Raab geht essen: Kraft

Jetzt hat sie aufgesperrt, eine der eindrucksvollsten Neueröffnungen 2022. Hier stimmt alles. Auch der Zeitpunkt. Denn wer in diesem Advent allein schon beim Gedanken an Punsch panisch, müde, saftlos wird und dringend echte Energie braucht.
Thomas Raab

Thomas Raab

… lässt sich von nun an inmitten der Bundeshauptstadt tanken. Kein Wienerherz muss sich zu diesem Zwecke mehr extra irgendein Häuschen im Waldviertel zulegen oder mit Bergschuhen neben ein mit „Kraftort“ beschriftetes Taferl stellen. Ein Besuch bei Mama reicht völlig.

Jetzt ist Mama natürlich nicht gleich Mama, die Palette endlos: von Konstellationen, da raubt allein schon der Gedanke, doch mal wieder bei Mama vorbeischauen zu sollen, die letzten Energiereserven; bis zu längst erwachsen gewordene Vögel, die aus Mamas Nest einfach nicht rauswollen.

Verdammt mutig also, ein Restaurant genau so zu benennen, MAMA, Erwartungshaltungen zu schüren, im besten Fall nach Geborgenheit, Sättigung, Liebe. Wobei: Wenn’s schon zweimal so hervorragend geklappt hat? VIVA LA MAMMA dort, MAMA & DER BULLE da. Warum sich keinen Kraftort daneben trauen, bauen, brauen? Ergo: MAMA KRAFT. Klingt episch.

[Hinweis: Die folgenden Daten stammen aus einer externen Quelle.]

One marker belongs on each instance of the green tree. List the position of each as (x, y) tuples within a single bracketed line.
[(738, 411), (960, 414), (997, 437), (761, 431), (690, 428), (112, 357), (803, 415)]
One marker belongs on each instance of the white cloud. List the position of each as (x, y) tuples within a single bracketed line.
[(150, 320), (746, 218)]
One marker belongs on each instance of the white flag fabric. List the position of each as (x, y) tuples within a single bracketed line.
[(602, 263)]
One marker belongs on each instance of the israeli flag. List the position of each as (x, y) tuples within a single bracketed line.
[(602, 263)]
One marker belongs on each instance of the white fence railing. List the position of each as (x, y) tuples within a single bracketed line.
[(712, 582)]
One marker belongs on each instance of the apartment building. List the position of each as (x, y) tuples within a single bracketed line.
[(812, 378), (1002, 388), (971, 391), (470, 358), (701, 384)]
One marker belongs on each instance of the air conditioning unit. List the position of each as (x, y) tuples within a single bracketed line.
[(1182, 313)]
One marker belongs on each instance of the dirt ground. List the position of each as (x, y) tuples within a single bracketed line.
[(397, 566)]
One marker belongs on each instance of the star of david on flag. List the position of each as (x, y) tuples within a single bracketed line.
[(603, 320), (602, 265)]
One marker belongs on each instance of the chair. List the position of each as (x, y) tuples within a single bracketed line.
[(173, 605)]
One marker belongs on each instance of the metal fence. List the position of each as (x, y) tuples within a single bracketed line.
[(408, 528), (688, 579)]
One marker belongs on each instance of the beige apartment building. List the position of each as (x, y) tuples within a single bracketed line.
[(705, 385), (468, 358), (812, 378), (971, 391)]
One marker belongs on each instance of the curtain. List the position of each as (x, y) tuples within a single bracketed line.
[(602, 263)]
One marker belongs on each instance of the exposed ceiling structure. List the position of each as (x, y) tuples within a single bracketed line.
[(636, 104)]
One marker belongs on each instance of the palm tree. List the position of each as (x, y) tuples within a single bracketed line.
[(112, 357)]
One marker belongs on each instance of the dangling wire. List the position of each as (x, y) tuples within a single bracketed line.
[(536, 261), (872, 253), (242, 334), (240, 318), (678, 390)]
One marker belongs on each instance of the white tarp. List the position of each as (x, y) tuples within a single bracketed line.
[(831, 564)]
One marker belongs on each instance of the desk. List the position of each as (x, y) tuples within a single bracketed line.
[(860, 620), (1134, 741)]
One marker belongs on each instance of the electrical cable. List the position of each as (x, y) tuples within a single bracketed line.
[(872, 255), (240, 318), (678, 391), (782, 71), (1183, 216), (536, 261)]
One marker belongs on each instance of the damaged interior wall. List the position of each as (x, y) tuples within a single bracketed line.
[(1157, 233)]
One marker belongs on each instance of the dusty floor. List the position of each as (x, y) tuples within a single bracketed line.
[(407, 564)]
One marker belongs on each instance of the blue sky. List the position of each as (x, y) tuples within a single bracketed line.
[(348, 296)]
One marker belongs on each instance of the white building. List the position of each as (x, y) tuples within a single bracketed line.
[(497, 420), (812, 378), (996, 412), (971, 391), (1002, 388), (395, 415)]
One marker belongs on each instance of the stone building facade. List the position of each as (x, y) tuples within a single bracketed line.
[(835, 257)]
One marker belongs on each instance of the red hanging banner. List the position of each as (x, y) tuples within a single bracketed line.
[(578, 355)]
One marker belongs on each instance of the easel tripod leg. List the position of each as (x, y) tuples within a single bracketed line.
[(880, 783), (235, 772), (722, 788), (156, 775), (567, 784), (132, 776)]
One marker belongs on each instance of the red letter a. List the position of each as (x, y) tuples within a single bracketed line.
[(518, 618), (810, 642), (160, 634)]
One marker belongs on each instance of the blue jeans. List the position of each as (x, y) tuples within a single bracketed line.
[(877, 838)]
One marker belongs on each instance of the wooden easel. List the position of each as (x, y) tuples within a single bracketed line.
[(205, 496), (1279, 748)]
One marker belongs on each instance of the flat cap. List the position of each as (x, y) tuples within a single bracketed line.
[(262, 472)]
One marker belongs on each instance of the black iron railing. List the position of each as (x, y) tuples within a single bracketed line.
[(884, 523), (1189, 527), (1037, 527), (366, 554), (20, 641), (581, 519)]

Die Treppe hinab in dieses Kellerlokal zu steigen, vorbei an zwei aufpolierten, riesigen Kupferkesseln, beeindruckt und beruhigt aber zugleich, lässt den Schmäh erkennen. Kraft ist Craft. Bier, das nicht hoch industrialisiert gebraut als Massenware in Supermarktregalen landet, sondern handgemacht vor Ort im Glasl. In diesem Fall eines mit zartem Gestell, Ballerina mit Tutu, oder ein dermaßen elegantes, graues Krügerl mit rotem Mama-Herz drauf – der Gedanke kommt, es von der langen, als Bar gebauten Schank in die Tasche wandern zu lassen. Rundum Gemütlich- und Lässigkeit. Die durchgehende Sitzbank, die Eichenholz-Tische, der dunkelgraue Schieferboden. Die roten Rohre, die Pop-Art-Wandgemälde, das Ziegel-Gewölbe. Mittendrin Mamas Kraftquelle, eine Labstelle, um eigenhändig Bier zu zapfen. „Nur keine Leitung verstecken. Unsere Gäste sollen von der Brauerei umgeben sein und sich zugleich geborgen fühlen. Zu Hause!“ Funktioniert perfekt. Das geht eben gewaltig nach vorne los, ein visionäres Gastronomen-Ehepaar wie Gabriele und Robert Huth während eines langen Corona-Lockdowns zu Hause einzusperren, „wo du an allem zweifelst, keine Kultur mehr, keine Touristen, keine Menschen. Was tun? Wir brauen unser Bier einfach selbst. Für die gesamte Gasse!“ Dieses Grätzel.

Diese Stadt.

Jetzt hat sie aufgesperrt, eine der eindrucksvollsten Neueröffnungen 2022. Hier stimmt alles. Auch der Zeitpunkt. Denn wer in diesem Advent allein schon beim Gedanken an Punsch panisch, müde, saftlos wird und dringend echte Energie braucht, voilà: Mama Kraft (das Helle), die Herzdame (Rotes Lagerbier), das Wit Bul (Weizen Bier), wer mag, sogar im prächtigen Zwei-Liter-Kraft-Growler (ein Biertransportgefäß mit Henkel) – auch für daheim. Prost.

Beim Reden sollen ja bekanntlich die Leut’ zusammenkommen. Um Orte wie diese dafür zu schaffen, reicht Reden allerdings nicht aus.

Menschen braucht es, immer, die für ihre Sache brennen und rennen, unaufhörlich. Die wirklich gerne eine sind, mit Herz, nicht nur auf und in ihrem Krügerl, sondern vor allem dahinter: Mama.